Given Input in a file as:
Maths,K1,A1,K2,A2,K3,A4
Physics,L6,M1,L5,M2,L9,M2
Using Spark and Scala, How can I extract key value pairs as RDD as shown below:
Maths, K1
Maths, K2
Maths, K3
Physics, L6
Physics, L5
Physics, L9
Given Input in a file as:
Maths,K1,A1,K2,A2,K3,A4
Physics,L6,M1,L5,M2,L9,M2
Using Spark and Scala, How can I extract key value pairs as RDD as shown below:
Maths, K1
Maths, K2
Maths, K3
Physics, L6
Physics, L5
Physics, L9
To create a Spark data frame with your data, you can proceed as follows
// If the examples were lists of items
val l1 = List("Maths", "K1", "A1", "K2", "A2", "K3", "A4")
// If they were strings, you can proceed like this
val l2 = "Physics,L6,M1,L5,M2,L9,M2".split(",").toSeq
// toDF() takes a sequence of tuples, which we now can create from our list(s)
val res = l1.tail.map(l1.head -> _).toDF("Subject", "Code")
.union(l2.tail.map(l2.head -> _).toDF("Subject", "Code"))

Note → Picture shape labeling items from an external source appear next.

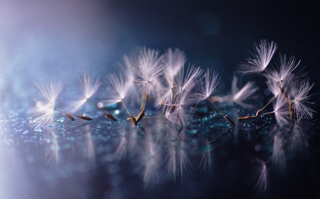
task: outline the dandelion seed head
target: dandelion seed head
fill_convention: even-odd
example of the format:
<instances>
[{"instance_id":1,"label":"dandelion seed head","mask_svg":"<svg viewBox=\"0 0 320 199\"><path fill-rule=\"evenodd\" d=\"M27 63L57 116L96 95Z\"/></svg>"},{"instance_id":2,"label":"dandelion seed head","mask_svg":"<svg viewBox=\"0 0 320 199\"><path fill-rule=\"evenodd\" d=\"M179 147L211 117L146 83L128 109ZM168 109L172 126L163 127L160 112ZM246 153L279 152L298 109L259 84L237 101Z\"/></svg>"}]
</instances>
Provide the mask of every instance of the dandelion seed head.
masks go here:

// If the filtering in your example was intentional
res.filter("Code not like 'A%' and code not like 'M%'").show
+-------+----+
|Subject|Code|
+-------+----+
| Maths| K1|
| Maths| K2|
| Maths| K3|
|Physics| L6|
|Physics| L5|
|Physics| L9|
+-------+----+
Assuming we can safely deduce the expected outcome from the two samples in your question, and assuming input is a sequence of strings, here is one way to achieve it:
val s = List("Maths,K1,A1,K2,A2,K3,A4","Physics,L6,M1,L5,M2,L9,M2")
val df = s.flatMap(x => {
val t = x.split(",")
(1 until t.size by 2).map(t.head -> t(_))
}).toDF("C1", "C2")
Result data frame:
+-------+---+
| C1| C2|
+-------+---+
| Maths| K1|
| Maths| K2|
| Maths| K3|
|Physics| L6|
|Physics| L5|
|Physics| L9|
+-------+---+